世界大百科事典(旧版)内のトローネル,A.の言及
【映画美術】より
…これに対して,フランドル派の絵画をスクリーンに再現して,歴史映画におけるリアリズムの基礎を築いたとされる《女だけの都》(1935)のジャック・フェデル監督や,パリの下町の風景をそっくりオープンセットに再現して,〈巴里〉のイメージを決定的にした《巴里の屋根の下》(1930),《巴里祭》(1932)のルネ・クレール監督に協力して,複雑なカメラワークや微妙な照明を画面に生かしうる装置を設計したメールソンLazare Meerson(1900‐38)は後者を代表し,美術監督の地位の向上に貢献した。メールソンの弟子のトローネルAlexandre Trauner(1906‐93)の仕事は《天井桟敷の人々》(1944)を代表とするマルセル・カルネ=ジャック・プレベール作品に結実し,〈詩的レアリスム〉の名のもとにフランス映画の黄金時代を築くとともに,大戦後はハリウッドにも招かれ,ビリー・ワイルダー監督作品(《アパートの鍵貸します》(1960),パリの中央市場を再現した《あなただけ今晩は》(1963),等々)などを介して,アメリカ映画における美術監督の概念を変容せしめた。いずれにあっても映画美術を舞台装置やデザインなど,既存の演劇や美術に基礎をおく美学的価値観から解放し,フィルムの光学的特質を最大限に活用した点が特徴的である。…
【クレール】より
…《自由を我等に》(1931)や《最後の億万長者》(1934)の〈ギャグによる文明批評〉(例えば大工場の流れ作業=ベルトコンベヤシステムの人間性疎外のイメージ,ニワトリで支払うと卵でおつりがくるという物々交換の原始経済国家で一文なしの〈億万長者〉が独裁をふるう等々)はチャップリン(《モダン・タイムス》1936,《チャップリンの独裁者》1940)に影響を与えたとさえいわれた。

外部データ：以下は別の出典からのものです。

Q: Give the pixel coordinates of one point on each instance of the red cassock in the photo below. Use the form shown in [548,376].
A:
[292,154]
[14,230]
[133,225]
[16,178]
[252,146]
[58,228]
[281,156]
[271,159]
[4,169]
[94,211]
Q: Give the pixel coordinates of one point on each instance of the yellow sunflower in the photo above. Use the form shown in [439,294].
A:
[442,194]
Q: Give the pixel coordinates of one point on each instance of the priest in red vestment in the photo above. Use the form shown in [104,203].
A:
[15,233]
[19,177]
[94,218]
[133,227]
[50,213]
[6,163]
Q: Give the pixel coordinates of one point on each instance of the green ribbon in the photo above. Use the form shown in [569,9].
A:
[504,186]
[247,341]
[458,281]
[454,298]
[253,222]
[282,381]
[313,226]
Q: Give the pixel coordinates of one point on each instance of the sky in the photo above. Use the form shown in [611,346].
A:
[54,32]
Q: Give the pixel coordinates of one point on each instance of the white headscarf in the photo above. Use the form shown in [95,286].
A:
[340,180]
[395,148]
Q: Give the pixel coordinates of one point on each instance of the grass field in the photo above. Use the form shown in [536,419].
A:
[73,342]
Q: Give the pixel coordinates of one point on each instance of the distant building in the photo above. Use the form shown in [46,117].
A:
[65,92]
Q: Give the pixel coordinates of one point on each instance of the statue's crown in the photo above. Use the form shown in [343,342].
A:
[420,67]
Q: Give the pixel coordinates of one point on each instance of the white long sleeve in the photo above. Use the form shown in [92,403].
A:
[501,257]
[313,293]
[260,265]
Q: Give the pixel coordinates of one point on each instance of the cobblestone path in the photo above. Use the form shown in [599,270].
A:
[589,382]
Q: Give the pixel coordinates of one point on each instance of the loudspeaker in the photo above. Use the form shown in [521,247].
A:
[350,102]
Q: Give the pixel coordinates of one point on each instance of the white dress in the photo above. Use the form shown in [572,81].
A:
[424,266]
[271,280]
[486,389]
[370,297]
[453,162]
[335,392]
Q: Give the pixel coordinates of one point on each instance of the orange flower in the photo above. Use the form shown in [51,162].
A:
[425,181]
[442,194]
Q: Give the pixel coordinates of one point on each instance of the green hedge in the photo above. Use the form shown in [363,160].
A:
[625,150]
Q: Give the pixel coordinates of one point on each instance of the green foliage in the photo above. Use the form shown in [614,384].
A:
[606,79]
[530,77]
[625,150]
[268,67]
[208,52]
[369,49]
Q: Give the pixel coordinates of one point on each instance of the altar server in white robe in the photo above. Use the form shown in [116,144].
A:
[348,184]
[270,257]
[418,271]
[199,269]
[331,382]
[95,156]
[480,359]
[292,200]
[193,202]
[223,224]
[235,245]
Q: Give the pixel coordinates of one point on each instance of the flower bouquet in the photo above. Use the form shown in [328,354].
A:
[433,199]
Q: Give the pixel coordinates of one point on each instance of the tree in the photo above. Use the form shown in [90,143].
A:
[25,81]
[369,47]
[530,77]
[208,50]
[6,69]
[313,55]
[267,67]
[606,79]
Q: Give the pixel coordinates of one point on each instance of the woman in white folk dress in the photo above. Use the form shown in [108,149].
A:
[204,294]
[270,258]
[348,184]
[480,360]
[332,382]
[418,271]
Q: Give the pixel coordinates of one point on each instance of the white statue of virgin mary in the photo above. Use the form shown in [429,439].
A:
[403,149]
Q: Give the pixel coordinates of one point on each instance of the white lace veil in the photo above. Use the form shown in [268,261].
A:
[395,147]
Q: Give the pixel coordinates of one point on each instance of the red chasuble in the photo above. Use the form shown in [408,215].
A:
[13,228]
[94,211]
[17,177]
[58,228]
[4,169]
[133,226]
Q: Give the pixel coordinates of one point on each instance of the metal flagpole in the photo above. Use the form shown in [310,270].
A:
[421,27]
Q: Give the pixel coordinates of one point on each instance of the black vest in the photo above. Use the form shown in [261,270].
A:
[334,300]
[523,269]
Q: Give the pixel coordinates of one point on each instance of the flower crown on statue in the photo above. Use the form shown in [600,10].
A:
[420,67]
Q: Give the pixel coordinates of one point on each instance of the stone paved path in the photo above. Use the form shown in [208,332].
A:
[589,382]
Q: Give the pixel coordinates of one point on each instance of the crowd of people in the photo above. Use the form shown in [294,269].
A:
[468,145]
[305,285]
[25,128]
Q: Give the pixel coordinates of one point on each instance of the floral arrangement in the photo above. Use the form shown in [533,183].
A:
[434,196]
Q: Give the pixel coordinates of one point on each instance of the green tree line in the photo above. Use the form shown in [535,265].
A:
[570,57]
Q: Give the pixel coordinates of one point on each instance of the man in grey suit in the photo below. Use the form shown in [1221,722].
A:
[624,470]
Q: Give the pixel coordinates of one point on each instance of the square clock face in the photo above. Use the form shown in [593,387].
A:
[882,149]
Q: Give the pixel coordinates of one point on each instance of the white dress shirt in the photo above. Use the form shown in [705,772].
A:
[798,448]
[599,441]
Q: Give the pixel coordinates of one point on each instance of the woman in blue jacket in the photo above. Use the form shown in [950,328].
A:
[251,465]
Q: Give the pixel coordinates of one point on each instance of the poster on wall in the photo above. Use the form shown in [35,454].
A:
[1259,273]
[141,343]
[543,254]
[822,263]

クレールの世界的名声の確立に貢献した1930年代初期のこれらの作品は,いずれも亡命ロシア人ラザール・メールソン(1900‐38)の美術による人工的なパリをオープンセットにした作品で,メールソンの助手であった亡命ハンガリー人アレクサンドル・トローネル(1906‐93)を通じて,プレベール=カルネ(ジャック・プレベール脚本,マルセル・カルネ監督のコンビ)の〈詩的リアリズム〉の作風の基盤を築いたものであった。ポール・オリビエ,レーモン・コルディ,ガストン・モド,レーモン・エーモスといった〈クレール一家〉の洒脱なわき役陣がその喜劇の人気の秘密でもあった。…
※「トローネル,A.」について言及している用語解説の一部を掲載しています。